Mary is young woman left without her husband during the First World War. This is her story.
Any form of constructive criticism here is great guys, I haven't written anything in a long time and I'm sure I'm more than a little rusty! Mostly I'm looking for any historical inaccuracies you may notice, cos I suck at that stuff.
Often when times were trying, Mary would sit quietly for a moment, and recall her wedding day. If the children were refusing to be civil to one another, she would think of the small details, like the creases at the corner of George’s eyes as he gazed at her and her dress for the first time. If they were hunkered down in the shelter for what felt like years whilst there was a barrage of shells bombarding them from above, she would think of the cherry blossom on the trees in the garden of the church, caught upon the breeze and settling on the ground before her feet. She had never felt more beautiful or more loved than on that day, and sometimes she wondered if she would ever feel that way again.
Tonight was one of those nights. It was cold, having used the last of the paraffin in an attempt at preventing the children from losing one of their tiny fingers to frostbite. Their teeth were beginning to chatter so hard Mary wondered if they might accidentally bite their own tongues off. Daisy had recently developed a nasty cough too, so Mary had chosen to offer them something of warmth, at least for a short while. Thankfully they were both asleep now, though how they managed to sleep soundly throughout the shuddering of the bombs she would never know. Perhaps it was because they had never really had the opportunity to sleep through any form of peacetime. They were almost four now, and having lived their lives in country that had always been at war meant they didn’t know, hope, or expect anything better. Sometimes, Mary felt the same way.
They were sharing the bomb shelter with two of their neighbours tonight. Usually there were three, but the older couple were conspicuous by their absence. She sent a short prayer for their safety, but nothing was guaranteed and in all honesty she was glad of the extra leg room. Still, the Jones’ and their tribe were all snoring softly in their own corner; another family blessed with the ability to sleep through almost anything. Mrs Mayhew, a widow who had already lost two of her four adult children to the war effort, sat darning a worn pair of socks in the corner closest to the door. Recently she had had very little of worth to contribute to any conversation. She sent a longer prayer to Mrs Mayhew’s remaining two children, and settled in to write another letter to George that she felt sure he would never receive.

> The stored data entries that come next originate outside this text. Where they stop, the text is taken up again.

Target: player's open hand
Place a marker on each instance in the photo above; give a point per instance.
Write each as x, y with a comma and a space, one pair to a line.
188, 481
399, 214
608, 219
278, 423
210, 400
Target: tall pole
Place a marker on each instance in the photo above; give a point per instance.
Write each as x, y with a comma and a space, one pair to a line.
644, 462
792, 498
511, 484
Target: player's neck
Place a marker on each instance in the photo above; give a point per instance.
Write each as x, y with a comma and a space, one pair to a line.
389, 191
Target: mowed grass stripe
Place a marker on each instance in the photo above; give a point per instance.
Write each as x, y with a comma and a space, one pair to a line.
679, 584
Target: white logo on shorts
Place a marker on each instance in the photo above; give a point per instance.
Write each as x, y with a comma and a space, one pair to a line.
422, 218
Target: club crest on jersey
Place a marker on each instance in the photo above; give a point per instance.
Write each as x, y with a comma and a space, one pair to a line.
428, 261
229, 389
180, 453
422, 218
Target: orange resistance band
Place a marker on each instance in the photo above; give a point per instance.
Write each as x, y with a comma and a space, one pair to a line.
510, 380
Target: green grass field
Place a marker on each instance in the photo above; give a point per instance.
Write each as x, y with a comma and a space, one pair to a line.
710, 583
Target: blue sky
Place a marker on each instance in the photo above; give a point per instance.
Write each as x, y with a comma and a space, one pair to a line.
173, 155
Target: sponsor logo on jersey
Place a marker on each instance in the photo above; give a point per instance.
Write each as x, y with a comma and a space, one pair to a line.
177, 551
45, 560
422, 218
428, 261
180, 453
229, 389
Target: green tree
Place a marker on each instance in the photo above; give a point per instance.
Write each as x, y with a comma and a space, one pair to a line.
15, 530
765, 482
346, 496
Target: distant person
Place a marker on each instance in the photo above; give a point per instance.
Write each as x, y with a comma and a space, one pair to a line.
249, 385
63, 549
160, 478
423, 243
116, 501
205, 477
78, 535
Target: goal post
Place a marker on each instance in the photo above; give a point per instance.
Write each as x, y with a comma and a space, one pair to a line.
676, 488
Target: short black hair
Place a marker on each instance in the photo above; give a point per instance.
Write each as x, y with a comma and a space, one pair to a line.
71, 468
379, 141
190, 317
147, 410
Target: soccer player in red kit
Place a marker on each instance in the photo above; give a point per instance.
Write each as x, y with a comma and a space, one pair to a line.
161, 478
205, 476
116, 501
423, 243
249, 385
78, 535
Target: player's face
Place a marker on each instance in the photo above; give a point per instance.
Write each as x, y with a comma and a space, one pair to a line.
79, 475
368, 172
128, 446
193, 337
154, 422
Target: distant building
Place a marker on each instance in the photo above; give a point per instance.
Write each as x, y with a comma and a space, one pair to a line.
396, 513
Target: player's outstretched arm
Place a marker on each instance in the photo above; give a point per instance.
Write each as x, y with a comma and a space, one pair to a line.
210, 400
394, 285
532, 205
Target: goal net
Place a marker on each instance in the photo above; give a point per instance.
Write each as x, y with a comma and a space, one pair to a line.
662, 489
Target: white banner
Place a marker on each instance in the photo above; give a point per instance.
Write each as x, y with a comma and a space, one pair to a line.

When war was declared against Germany, and George had first left for the front, Mary had found almost every day to be a trying one. During this time there had been a lot of reminiscing about her wedding day. Before the war, her life had been going totally as planned. She was married to a fine gentleman, who made a good living at the bookstore he owned, and she was preparing to go back to work as a midwife, after just having two children of her own; twins. This was in 1912, when, looking back, she should have known something bad was going to happen because everything was going just a little too well.
Writing to George had helped her somewhat in dealing with the things she saw each day at the hospital. She knew they were censoring letters coming in and out of the country so that soldiers and their loved ones didn’t ruin the illusions that were printed daily in the newspapers. If those pieces of rubbish were to be believed, Britain was winning the war, giving the Germans everything they deserved and more. Yet more young men were heading across the Channel and fewer were returning home. People didn’t really talk about this obvious discrepancy; optimism was balancing on a knife’s point and, two years into the war, voicing any such concerns would shatter any sort of illusion that there ever could be a winner in what was clearly becoming the destruction of a generation.
She squeezed her eyes shut and gritted her teeth as a bomb detonated nearby, showering them with dust and who knew what else. A couple of the Jones’ smaller children shifted uncomfortably under their blankets, whimpering quietly. Their mother placed a reassuring arm around the youngest, hugging the child close. Mary watched her own children just in case they needed her but, as usual, Daisy and Eli were sleeping as soundly as if they were in their own beds. She had the sudden urge to reach out to them, brush the loose hairs back from their heads and pushed herself up from the cold of the concrete floor.
A bomb exploded right above her head. The noise was like nothing she had ever experienced in her life, sending shockwaves through her bones with enough force she felt sure she would shatter into a million pieces. There was enough time to open her mouth and shout the twin’s names before the world disappeared from beneath her.